Un an après le meurtre d'Aboubakar Cissé, la question de la perception des victimes musulmanes en France reste brûlante. Le 25 avril 2025, ce jeune homme de 24 ans a été tué à Paris dans des circonstances troubles. Son assassinat a suscité une vague d'émotion, mais aussi des interrogations sur le traitement médiatique et judiciaire réservé aux victimes de confession musulmane.
Un meurtre qui interroge
Aboubakar Cissé, étudiant en droit, a été poignardé en pleine rue dans le 18e arrondissement de Paris. L'agresseur, un homme de 32 ans connu pour des antécédents psychiatriques, a été rapidement interpellé. Selon les premiers éléments de l'enquête, le mobile serait lié à une dispute banale, mais des témoins évoquent des propos islamophobes. Pourtant, la qualification de crime raciste n'a pas été retenue par le parquet, ce qui a provoqué l'incompréhension de la famille et de nombreuses associations.
Un traitement différencié ?
Pour beaucoup, cette affaire illustre un double standard dans la manière dont les victimes sont perçues selon leur religion. « Pour beaucoup, un musulman n'est pas une victime tout à fait comme une autre », dénonce Sarah Benali, porte-parole de l'association Stop Islamophobie. « On minimise la souffrance, on cherche des excuses à l'agresseur, on doute de la victime. C'est un racisme systémique. »
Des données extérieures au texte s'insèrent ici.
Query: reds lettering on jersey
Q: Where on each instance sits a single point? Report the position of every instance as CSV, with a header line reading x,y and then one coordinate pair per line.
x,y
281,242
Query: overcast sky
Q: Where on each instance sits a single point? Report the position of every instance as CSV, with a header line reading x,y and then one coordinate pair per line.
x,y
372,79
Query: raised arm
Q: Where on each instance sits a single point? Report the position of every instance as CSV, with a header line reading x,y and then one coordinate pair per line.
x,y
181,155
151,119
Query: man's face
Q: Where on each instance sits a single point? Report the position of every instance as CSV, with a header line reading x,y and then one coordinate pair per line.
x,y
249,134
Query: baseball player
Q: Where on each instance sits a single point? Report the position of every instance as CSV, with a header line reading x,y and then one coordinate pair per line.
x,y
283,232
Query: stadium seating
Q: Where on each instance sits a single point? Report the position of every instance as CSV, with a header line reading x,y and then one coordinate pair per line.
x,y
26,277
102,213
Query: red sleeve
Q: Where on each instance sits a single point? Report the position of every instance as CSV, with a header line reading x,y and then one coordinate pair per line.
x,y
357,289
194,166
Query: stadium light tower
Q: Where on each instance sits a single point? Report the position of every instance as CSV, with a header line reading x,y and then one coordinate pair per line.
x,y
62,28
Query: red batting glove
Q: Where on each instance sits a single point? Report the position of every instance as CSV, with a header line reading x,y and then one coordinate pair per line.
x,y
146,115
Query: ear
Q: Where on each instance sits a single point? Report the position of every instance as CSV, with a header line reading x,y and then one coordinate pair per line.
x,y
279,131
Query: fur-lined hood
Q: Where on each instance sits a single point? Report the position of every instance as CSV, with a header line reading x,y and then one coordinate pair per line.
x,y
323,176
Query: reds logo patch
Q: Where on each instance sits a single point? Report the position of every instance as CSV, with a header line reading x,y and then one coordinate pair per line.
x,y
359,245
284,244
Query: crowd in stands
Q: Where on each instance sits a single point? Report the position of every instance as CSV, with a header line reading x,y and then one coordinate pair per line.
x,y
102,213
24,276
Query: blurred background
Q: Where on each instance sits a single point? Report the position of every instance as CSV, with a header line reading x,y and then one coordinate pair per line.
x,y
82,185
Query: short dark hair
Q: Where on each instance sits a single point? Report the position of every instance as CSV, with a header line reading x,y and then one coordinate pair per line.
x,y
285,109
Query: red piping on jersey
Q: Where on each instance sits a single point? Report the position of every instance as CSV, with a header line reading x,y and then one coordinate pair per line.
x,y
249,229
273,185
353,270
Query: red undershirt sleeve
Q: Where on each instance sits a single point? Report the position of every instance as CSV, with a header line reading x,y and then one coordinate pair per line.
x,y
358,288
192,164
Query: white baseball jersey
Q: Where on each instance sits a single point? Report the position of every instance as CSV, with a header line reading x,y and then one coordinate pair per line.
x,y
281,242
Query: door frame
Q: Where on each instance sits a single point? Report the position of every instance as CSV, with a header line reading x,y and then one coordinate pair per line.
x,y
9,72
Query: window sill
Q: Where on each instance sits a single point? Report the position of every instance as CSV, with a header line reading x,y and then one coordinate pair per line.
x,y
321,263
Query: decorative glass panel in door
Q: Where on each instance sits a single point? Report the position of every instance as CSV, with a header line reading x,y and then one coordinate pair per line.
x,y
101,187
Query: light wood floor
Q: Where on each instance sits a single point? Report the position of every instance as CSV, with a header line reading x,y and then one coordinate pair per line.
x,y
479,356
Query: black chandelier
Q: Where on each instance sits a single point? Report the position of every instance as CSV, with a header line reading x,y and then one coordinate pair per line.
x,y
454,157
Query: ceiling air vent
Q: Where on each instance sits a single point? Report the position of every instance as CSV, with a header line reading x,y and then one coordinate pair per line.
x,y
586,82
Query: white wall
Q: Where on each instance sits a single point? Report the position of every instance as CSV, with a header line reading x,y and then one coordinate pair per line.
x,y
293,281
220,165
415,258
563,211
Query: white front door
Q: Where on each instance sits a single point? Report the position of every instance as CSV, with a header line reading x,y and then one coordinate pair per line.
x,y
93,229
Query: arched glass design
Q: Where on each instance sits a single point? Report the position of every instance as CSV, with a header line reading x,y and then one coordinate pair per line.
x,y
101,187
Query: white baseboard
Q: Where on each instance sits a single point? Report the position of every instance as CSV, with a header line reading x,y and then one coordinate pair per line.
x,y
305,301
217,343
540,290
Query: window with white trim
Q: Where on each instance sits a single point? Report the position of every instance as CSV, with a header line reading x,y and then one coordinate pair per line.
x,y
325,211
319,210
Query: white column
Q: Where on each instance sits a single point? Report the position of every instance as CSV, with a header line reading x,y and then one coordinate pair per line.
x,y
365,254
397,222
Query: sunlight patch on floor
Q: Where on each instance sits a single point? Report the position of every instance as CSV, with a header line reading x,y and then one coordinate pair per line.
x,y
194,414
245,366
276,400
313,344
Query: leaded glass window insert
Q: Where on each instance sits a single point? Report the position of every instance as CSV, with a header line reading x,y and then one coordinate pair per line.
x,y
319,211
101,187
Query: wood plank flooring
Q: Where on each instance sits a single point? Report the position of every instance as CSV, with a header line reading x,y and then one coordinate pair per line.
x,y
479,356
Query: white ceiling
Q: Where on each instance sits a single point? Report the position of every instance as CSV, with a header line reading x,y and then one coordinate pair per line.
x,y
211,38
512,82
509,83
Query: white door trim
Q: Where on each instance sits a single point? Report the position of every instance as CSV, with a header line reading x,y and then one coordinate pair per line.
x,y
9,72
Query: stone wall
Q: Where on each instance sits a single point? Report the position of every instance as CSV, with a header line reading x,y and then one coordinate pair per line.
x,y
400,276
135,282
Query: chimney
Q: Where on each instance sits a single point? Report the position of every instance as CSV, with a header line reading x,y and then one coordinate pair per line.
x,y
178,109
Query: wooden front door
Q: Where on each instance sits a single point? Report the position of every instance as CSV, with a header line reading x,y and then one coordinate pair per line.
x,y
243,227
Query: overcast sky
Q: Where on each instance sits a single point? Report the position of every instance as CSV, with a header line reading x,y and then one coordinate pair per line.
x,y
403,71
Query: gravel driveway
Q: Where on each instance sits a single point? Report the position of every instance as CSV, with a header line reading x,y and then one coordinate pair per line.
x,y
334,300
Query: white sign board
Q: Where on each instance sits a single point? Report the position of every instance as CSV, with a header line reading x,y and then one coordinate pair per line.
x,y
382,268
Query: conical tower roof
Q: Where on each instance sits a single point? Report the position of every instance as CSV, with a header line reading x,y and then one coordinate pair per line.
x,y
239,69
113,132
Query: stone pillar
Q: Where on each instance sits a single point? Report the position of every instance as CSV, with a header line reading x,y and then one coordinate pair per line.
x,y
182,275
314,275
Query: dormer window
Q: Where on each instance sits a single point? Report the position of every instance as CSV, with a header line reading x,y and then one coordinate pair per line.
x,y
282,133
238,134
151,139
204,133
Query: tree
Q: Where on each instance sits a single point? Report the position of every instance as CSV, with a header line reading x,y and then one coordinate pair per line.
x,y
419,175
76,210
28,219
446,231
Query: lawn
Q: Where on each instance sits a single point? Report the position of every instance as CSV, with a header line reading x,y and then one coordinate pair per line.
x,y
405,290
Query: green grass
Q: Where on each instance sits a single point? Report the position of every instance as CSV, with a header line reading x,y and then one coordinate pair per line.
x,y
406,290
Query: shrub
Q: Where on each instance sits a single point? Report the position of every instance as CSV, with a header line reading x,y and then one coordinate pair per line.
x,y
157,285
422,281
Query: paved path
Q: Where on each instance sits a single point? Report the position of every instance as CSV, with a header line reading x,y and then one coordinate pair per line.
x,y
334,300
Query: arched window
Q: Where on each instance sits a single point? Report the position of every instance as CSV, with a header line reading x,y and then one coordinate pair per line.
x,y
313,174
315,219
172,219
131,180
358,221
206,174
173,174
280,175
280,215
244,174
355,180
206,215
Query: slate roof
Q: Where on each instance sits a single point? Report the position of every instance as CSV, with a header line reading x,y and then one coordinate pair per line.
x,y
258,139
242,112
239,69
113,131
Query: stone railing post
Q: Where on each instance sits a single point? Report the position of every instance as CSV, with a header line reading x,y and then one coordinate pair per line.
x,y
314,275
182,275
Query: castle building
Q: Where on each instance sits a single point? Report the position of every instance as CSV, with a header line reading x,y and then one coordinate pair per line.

De son côté, le ministère de l'Intérieur a assuré que l'enquête était menée avec rigueur et que la qualification de crime raciste n'était pas exclue si les preuves le justifiaient. Mais pour la famille d'Aboubakar, le mal est fait : « On a l'impression que la vie de mon fils compte moins parce qu'il était musulman », confie son père, Mamadou Cissé.
Un contexte de tensions
Ce meurtre intervient dans un climat de tension autour de l'islam et des musulmans en France. Les polémiques sur les signes religieux, la laïcité et le terrorisme alimentent un discours qui stigmatise une communauté tout entière. « On amalgame tout, on fait de tous les musulmans des suspects potentiels », déplore l'imam de la mosquée de Paris, Dalil Boubakeur. « Résultat, quand un musulman est victime, on a du mal à le voir comme une victime innocente. »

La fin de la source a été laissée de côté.